Texas Abortion Bill: New Law Requires Fetuses to be Buried or Cremated

Doctors in Texas will no longer be able to deposit aborted fetuses in sanitary landfills.
A pro-life campaigner holds up a model of a 12-week-old embryo during a protest outside the Marie Stopes clinic in Belfast on October 18, 2012. Doctors in Texas will no longer be able to deposit aborted fetuses in sanitary landfills after a bill passes in March 2017. Cathal McNaughton/REUTERS

The Texas Senate passed a new bill mandating that doctors take extra measures with fetal remains, including requiring doctors to bury or cremate fetal remains from abortions and miscarriages.

Senate Bill 258, which was given preliminary approval following a 22-9 vote Wednesday, will head to Texas’s House for consideration after a third vote in the upcoming weeks, according to reports.

The bill is similar to a former state rule that a federal judge quashed in June 2016 after lawsuits from abortions rights groups who said the regulation put unnecessary “burdens” on women looking to receive pregnancy care.

Along with abortion advocates in the state who argued that bill would make abortions more expensive, Texas funeral directors said the law could have had a negative impact on the funeral industry.

“If the regulations do go into effect, we as an industry, we're real uncertain and real uncomfortable at this point 'cause we really don't know what to expect,” Michael Land, a past president of and current spokesman for the Texas State Funeral Directors Association, told NPR in December 2016.
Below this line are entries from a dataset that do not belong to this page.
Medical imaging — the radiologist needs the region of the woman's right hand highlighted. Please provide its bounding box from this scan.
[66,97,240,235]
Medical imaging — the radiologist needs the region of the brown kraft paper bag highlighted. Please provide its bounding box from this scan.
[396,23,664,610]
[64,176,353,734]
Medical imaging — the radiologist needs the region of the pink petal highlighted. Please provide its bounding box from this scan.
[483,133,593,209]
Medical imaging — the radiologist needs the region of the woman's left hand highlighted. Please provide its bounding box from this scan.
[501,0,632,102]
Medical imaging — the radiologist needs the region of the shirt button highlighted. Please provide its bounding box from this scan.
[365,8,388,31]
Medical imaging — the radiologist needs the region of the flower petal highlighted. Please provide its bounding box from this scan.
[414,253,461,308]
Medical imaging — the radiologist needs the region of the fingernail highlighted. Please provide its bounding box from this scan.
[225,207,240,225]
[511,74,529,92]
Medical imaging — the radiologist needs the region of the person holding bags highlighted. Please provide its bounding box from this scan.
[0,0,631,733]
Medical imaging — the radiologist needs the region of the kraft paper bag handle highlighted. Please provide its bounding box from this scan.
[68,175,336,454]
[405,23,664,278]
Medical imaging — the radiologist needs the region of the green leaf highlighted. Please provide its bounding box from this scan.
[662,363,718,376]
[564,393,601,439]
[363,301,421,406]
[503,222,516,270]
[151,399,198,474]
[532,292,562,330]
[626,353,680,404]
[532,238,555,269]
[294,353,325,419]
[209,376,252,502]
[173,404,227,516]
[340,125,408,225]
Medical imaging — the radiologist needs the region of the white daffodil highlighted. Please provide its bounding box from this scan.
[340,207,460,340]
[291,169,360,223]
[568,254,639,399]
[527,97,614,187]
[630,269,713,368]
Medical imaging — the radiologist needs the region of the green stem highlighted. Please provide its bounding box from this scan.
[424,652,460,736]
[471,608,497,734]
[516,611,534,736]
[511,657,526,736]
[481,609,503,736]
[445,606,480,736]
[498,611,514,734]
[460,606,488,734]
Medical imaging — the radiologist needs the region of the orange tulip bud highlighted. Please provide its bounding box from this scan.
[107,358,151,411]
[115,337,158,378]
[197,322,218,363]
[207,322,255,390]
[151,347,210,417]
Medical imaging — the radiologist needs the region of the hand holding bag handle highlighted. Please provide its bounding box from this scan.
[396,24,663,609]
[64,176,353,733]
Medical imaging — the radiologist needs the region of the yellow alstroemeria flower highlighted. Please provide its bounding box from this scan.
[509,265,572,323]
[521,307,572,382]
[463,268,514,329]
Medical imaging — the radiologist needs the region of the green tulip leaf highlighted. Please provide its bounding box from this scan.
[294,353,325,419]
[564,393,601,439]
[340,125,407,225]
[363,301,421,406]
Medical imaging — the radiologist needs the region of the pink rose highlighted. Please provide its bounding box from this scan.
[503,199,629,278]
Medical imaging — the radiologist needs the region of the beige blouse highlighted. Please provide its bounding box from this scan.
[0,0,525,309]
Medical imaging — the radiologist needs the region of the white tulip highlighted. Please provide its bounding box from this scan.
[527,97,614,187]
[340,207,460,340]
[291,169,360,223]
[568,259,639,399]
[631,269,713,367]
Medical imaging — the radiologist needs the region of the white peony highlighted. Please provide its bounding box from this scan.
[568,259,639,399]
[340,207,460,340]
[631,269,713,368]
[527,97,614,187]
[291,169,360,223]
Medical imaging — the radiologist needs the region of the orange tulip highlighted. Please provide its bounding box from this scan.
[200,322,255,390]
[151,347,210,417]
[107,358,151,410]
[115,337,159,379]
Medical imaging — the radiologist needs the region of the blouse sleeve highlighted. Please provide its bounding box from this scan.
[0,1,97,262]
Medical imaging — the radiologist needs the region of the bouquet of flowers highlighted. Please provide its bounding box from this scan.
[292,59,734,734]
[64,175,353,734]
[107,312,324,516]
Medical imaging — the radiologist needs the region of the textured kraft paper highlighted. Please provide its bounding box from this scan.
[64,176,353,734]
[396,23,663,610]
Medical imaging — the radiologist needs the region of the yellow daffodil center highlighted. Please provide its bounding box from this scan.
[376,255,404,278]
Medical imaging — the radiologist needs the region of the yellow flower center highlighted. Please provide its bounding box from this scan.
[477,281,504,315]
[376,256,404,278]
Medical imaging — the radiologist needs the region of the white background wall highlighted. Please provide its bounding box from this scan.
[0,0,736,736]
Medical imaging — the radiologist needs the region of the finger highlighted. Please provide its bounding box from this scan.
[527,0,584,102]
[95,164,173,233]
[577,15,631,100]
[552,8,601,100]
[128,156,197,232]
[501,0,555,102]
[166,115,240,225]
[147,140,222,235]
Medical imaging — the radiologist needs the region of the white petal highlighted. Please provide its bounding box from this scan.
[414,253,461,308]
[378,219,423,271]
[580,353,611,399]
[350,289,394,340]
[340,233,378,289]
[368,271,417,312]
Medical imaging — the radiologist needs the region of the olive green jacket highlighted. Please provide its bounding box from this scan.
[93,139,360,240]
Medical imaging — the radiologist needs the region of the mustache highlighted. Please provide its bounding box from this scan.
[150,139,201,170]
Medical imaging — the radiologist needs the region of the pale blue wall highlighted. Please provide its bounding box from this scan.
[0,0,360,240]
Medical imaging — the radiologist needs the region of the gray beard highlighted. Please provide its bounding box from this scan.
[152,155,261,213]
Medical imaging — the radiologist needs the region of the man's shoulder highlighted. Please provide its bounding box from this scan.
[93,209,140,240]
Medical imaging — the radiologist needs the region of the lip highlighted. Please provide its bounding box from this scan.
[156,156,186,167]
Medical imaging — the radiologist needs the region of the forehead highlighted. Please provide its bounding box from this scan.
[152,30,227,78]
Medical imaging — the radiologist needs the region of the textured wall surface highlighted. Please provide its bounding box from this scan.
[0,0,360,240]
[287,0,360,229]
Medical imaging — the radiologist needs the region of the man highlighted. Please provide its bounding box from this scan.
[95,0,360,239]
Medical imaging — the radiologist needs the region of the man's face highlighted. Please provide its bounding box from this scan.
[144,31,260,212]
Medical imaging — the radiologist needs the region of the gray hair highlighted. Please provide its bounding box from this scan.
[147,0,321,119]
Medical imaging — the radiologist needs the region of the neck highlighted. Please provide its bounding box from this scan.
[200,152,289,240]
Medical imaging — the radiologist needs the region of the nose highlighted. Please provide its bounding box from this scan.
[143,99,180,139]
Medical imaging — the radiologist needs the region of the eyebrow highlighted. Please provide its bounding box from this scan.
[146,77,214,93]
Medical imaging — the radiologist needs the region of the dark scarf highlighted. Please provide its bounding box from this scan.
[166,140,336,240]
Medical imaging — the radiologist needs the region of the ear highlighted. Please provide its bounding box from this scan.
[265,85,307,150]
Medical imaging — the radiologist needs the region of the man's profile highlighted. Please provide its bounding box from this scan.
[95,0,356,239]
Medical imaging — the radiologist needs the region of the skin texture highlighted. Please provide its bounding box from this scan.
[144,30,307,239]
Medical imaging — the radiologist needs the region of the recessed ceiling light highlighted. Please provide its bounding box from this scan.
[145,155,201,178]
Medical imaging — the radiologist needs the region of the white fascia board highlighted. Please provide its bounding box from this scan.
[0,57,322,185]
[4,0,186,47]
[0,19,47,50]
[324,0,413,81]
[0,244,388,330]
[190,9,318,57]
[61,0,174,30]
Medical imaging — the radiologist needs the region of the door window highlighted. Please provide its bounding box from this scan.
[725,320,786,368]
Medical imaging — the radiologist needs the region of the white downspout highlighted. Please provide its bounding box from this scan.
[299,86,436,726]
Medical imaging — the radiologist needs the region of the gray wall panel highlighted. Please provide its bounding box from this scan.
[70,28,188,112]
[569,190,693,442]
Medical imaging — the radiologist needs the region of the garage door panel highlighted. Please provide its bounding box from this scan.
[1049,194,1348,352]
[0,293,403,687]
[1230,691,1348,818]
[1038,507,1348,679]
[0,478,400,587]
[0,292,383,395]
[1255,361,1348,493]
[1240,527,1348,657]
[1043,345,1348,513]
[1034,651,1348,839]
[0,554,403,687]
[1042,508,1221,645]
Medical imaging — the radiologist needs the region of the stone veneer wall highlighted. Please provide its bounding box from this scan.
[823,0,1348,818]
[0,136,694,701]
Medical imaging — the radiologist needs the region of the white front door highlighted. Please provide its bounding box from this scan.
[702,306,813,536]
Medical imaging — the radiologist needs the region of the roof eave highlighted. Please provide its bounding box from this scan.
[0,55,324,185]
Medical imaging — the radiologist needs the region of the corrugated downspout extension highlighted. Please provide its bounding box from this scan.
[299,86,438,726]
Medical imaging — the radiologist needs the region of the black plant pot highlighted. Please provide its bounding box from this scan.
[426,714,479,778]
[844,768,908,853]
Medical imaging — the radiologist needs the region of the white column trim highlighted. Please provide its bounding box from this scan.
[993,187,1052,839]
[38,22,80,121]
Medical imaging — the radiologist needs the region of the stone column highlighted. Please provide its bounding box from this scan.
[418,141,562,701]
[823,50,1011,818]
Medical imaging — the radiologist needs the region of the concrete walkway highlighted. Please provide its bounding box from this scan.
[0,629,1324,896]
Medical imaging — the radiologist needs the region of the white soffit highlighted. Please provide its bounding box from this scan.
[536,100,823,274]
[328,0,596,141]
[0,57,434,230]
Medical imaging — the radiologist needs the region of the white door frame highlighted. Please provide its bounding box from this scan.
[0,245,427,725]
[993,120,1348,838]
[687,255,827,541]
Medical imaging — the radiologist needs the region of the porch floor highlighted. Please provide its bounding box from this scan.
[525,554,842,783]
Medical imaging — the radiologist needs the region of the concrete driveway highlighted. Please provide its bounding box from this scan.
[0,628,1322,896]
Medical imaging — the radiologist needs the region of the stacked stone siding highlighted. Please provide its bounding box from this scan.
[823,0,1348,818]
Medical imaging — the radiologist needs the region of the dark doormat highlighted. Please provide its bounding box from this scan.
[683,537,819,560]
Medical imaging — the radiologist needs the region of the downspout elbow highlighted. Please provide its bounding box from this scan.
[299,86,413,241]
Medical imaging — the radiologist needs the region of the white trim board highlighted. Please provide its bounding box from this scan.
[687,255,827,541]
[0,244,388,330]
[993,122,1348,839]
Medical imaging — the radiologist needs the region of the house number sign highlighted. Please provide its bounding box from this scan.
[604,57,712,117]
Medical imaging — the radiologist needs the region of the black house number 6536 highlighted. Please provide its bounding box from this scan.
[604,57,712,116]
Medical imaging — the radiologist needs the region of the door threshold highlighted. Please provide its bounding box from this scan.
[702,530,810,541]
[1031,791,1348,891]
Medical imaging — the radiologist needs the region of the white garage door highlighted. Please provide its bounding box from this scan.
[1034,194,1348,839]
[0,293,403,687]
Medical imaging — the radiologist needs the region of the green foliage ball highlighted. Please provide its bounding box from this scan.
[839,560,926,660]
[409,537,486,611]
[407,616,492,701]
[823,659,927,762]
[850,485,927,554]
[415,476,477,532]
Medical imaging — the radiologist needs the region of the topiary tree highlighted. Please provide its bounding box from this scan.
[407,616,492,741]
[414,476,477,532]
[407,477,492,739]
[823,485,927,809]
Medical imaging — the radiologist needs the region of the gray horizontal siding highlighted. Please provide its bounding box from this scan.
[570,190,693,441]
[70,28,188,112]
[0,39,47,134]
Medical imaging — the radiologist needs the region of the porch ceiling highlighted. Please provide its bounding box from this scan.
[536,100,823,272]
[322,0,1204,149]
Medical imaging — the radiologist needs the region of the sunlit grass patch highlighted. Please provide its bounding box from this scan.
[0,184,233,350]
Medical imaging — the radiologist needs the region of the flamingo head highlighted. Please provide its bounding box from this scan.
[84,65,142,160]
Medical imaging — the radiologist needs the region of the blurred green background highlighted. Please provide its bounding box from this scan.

The Texas Supreme Court ended up blocking that law, which would have taken effect in Texas in December 2016.

Sen. Don Huffinies, R-Dallas, who sponsored Senate Bill 258, told local media that the bill wasn’t an attempt to drive up abortion costs but to bring dignity to the unborn although health providers had previously said that fetuses weren’t thrown in the trash following an abortion or miscarriage. Doctors usually incinerate fetal tissue or deposit it in sanitary landfills.

The bill is just one of many abortion measures backed by Republican lawmakers in the state, including Senate Bill 8, which would prohibit medical care providers from donating aborted fetuses to scientists for medical research.